This guide explains getting setup on the High Performance Computing (HPC) systems we use. A few notes about terminology used in this guide:
The ‘local system’ refers to the internal CFD servers, for which oddjob is the firewall.
The ‘HPC’ refers to the high performance computing system being used. This can change over time, but is currently Niagara on SciNet.
>> is the command prompt.
Replace any instances of <username> or similar in the instructions below with your Niagara username.
Follow the below steps to get a Compute Canada account:
Go to the Compute Canada Database (CCDB) at https://ccdb.computecanada.ca
Click on `Register'; agree to the Acceptable Usage Policy; then fill out and submit a Compute Canada account application. Indicate on the application form in that you are a `Sponsored User'. Enter the PI’s Compute Canada Role Identifier (CCRI); Prof. Zingg's CCRI is syu-780-01.
The PI will receive a request to approve the account application.
After a few days, the you will receive a Compute Canada account confirmation email. Follow the link it provides to confirm your application.
The main HPC cluster in use currently is Niagara at SciNet. This is a large cluster for parallel computations on which our group has a resource allocation. Information, including useful setup guides can be found at their wiki, and there is a good introductory presentation here.
The system is divided into three partitions, /home, /scratch, and /project.

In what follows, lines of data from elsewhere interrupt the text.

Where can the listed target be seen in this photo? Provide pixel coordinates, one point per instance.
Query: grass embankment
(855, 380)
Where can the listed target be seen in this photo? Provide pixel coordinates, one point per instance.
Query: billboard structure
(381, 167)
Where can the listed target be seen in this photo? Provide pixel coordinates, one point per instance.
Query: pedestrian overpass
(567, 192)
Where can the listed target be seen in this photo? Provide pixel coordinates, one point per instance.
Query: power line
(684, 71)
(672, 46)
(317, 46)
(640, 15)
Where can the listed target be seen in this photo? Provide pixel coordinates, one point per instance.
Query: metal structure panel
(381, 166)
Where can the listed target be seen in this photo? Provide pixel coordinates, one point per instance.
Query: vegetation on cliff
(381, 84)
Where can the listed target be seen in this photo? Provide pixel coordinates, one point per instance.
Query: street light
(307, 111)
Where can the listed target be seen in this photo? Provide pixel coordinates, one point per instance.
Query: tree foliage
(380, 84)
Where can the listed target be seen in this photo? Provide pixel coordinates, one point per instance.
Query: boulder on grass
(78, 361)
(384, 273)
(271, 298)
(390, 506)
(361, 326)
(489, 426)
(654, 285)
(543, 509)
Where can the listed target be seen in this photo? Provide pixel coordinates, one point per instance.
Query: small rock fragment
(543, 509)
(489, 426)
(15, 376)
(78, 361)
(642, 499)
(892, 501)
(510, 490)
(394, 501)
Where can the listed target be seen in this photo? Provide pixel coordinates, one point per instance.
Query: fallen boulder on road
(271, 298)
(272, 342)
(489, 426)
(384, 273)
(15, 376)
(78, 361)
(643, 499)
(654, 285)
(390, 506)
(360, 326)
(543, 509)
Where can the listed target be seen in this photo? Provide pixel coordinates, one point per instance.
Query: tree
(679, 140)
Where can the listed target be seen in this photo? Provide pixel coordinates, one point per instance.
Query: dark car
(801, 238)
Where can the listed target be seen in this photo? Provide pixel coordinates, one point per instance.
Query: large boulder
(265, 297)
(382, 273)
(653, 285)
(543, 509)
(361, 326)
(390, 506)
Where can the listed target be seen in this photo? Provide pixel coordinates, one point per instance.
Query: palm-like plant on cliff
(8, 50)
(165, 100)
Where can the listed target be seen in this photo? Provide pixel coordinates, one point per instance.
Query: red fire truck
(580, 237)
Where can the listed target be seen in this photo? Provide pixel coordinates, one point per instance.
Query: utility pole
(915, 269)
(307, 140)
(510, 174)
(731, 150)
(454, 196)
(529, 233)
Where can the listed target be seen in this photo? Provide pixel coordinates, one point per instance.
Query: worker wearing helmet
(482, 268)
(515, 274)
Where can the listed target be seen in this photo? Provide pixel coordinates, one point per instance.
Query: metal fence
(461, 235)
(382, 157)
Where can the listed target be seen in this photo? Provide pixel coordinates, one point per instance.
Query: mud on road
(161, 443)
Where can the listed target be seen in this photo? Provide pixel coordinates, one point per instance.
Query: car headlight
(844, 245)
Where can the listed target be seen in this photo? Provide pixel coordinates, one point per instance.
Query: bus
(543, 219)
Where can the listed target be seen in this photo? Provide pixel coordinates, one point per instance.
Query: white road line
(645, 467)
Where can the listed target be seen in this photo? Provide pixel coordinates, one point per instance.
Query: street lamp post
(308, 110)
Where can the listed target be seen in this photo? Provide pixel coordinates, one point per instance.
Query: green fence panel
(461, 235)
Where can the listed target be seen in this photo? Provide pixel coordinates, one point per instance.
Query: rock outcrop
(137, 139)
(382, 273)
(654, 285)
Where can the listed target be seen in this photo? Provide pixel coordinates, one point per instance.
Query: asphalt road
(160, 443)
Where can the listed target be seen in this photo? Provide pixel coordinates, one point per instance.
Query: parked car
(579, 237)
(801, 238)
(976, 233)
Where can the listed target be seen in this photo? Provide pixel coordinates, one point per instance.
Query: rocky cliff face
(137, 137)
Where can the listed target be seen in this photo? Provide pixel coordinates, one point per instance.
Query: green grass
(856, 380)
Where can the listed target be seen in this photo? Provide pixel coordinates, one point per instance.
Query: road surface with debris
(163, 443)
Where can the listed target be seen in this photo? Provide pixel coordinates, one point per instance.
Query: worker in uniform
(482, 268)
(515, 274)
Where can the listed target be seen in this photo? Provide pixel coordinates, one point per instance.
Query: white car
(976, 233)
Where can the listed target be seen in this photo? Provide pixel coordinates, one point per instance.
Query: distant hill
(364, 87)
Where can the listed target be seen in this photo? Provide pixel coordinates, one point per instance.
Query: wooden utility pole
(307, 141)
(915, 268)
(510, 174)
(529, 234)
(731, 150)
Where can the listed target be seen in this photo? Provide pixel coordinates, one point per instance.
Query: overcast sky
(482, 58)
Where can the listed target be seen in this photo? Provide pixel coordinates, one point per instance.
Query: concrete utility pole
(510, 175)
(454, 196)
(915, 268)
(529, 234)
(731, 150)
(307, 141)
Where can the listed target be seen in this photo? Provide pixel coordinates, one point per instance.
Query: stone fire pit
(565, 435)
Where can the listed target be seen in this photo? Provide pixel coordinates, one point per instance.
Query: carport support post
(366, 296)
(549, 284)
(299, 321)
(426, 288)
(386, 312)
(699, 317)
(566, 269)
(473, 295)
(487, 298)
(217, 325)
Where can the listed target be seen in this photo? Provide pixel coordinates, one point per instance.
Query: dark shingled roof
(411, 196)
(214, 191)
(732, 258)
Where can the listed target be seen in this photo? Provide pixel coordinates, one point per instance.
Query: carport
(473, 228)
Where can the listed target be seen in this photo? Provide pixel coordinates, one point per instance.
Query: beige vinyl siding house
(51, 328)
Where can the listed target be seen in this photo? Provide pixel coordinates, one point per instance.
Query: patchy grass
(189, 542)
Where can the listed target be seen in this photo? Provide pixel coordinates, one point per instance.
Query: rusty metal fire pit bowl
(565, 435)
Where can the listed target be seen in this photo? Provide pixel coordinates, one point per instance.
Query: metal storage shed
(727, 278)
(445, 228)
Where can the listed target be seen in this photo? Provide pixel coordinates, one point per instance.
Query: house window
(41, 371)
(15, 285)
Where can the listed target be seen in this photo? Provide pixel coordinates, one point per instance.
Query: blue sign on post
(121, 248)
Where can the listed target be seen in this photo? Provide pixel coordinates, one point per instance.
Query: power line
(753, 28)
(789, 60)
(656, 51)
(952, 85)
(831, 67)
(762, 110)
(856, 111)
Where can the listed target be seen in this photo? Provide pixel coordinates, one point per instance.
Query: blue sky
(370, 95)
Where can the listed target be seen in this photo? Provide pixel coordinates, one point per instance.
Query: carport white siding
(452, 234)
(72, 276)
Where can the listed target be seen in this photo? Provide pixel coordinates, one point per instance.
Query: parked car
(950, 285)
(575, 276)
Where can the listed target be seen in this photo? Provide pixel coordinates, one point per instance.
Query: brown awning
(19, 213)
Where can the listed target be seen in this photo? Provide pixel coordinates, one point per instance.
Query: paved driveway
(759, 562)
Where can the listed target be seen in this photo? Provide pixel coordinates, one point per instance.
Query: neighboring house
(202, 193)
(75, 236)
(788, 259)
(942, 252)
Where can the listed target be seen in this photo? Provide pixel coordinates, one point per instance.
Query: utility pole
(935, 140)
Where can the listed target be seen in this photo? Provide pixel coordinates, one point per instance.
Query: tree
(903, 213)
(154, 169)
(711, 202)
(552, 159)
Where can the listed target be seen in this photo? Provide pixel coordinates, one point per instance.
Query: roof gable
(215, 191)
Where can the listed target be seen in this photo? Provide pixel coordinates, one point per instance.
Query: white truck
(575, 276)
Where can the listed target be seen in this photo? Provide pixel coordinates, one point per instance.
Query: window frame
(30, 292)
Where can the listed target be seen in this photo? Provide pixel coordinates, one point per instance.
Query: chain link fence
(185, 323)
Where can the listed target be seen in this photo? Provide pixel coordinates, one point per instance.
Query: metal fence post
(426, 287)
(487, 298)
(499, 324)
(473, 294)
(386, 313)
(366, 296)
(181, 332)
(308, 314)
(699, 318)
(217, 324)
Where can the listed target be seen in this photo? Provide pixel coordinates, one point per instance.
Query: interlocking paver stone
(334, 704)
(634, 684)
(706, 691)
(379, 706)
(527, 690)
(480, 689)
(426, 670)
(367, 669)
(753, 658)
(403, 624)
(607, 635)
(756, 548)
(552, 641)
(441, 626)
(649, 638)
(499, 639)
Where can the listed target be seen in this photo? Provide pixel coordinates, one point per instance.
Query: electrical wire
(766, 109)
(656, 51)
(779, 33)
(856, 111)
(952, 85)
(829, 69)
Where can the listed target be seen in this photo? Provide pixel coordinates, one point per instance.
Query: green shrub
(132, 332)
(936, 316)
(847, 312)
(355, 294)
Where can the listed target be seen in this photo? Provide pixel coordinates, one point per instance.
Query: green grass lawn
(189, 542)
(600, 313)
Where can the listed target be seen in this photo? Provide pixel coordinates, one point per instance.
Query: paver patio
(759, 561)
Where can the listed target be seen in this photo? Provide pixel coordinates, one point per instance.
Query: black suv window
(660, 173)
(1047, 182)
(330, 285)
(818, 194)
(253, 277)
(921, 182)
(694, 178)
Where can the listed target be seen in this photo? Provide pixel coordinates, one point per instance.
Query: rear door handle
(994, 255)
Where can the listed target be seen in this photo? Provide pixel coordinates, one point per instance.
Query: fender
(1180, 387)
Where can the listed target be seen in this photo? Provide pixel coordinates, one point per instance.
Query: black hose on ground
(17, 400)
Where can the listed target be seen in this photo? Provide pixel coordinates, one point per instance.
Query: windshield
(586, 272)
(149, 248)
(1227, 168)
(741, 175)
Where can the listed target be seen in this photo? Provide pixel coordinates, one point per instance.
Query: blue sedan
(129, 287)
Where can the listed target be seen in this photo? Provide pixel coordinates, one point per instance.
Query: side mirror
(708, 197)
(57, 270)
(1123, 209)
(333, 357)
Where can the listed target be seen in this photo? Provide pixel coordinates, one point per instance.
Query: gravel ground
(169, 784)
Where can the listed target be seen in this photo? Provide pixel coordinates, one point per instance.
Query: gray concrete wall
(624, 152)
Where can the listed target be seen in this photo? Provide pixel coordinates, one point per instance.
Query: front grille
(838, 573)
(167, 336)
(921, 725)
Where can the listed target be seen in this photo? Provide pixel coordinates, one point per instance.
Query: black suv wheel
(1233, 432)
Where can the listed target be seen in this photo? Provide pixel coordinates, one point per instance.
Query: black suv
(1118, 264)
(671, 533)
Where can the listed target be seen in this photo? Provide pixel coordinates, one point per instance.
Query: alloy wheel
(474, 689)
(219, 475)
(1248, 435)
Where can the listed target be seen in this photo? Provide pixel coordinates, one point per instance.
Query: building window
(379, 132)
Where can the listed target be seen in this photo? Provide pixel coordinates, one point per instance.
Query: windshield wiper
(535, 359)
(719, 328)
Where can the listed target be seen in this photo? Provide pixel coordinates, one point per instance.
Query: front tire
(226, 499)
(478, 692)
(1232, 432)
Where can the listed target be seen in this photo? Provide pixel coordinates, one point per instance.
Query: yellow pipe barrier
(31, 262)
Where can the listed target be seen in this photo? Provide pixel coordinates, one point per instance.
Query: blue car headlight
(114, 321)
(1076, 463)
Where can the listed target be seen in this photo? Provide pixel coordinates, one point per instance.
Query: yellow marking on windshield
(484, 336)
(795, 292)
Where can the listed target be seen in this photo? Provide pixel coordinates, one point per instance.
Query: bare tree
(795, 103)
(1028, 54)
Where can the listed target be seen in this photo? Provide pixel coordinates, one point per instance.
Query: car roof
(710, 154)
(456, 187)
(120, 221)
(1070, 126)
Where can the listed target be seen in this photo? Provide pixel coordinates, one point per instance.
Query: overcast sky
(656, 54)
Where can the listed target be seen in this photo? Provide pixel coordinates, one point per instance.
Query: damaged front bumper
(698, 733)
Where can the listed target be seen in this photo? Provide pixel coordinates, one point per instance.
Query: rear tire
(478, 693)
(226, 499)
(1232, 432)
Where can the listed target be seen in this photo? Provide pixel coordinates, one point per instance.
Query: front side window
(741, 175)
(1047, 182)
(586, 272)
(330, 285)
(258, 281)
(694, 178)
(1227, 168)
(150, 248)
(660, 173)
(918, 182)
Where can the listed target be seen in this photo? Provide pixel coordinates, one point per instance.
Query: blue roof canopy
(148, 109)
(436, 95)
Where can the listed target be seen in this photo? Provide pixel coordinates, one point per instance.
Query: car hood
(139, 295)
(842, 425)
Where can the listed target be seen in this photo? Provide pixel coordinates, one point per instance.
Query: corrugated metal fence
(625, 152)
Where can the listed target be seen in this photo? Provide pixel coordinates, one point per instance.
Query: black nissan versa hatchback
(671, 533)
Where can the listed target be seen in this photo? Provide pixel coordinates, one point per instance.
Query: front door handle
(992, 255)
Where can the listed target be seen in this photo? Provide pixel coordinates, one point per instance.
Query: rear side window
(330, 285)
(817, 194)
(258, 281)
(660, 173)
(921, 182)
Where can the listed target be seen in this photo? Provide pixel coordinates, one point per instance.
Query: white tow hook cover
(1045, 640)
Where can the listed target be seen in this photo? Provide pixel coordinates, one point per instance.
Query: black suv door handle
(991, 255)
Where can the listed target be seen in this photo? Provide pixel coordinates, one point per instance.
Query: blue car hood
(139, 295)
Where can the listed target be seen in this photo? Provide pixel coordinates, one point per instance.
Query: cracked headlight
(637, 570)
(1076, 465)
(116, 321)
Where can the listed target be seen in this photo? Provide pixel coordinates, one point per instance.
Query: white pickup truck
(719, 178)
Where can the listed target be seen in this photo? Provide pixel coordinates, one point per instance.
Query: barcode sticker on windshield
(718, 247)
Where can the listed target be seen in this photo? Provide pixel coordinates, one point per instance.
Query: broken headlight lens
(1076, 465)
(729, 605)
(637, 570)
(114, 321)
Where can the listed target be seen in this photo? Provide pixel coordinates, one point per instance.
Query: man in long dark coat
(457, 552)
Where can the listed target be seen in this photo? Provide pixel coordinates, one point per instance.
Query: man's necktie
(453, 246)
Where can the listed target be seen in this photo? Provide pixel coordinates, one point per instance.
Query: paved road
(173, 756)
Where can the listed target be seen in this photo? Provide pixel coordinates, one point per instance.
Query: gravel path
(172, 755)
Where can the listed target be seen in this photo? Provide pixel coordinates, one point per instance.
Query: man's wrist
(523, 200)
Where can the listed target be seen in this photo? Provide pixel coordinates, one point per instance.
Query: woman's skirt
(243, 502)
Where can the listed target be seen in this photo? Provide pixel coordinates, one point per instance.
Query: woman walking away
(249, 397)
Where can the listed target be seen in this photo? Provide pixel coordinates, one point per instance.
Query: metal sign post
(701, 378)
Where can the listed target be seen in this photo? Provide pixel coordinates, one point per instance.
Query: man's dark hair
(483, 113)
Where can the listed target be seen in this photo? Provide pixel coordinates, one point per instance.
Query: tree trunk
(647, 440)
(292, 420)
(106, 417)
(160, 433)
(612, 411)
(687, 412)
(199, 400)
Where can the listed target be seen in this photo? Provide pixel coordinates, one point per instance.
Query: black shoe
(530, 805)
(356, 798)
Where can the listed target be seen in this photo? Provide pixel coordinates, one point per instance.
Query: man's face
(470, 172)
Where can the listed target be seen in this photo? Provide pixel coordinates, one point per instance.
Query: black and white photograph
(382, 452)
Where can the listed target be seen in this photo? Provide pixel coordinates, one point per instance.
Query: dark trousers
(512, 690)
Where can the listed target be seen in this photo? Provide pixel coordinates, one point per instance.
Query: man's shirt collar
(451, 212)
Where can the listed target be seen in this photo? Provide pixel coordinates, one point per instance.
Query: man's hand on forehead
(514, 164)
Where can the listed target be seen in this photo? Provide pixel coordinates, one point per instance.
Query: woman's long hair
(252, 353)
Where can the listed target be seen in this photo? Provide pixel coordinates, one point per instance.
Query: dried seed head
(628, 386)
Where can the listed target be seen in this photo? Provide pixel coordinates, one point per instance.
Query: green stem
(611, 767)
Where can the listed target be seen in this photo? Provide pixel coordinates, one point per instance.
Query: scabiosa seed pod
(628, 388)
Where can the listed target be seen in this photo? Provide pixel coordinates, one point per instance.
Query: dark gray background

/home: Your home partition where you will keep your code, and other small, long-term files. Storage is relatively limited, but is backed-up. Located at /home/z/zingg/<username>
/scratch: This is where you will run your jobs, and is the only partition to which the compute nodes can write. It is quite large, but files older than 60 days are deleted on the 15th of each month. So once runs are completed and if they have results you want to keep, they should be moved to /project. Located at /scratch/z/zingg/<username>
/project: This is for long term storage. It is relatively large, although space should be considered, as we tend to fill it up. Store final results here. It is backed-up. Located at /project/z/zingg/<username>
IMPORTANT: As noted above, files older than 60 days are purged from /scratch. So, make sure to move any case results you want to keep to /project! You should be regularly moving final results to /project, and if you have a shorter project (e.g. summer student, MEng) make sure to move any of your final results at the end of your project before you leave. Group space on /project is limited, so only keep case results that are final - e.g. not any temporary 'test' cases that didn't work out. At the start of each month, when you log on to Niagara, it will provide you with the path to a file with a list of files scheduled for deletion. This is a good time to move any of these directories to /project if they need to be kept.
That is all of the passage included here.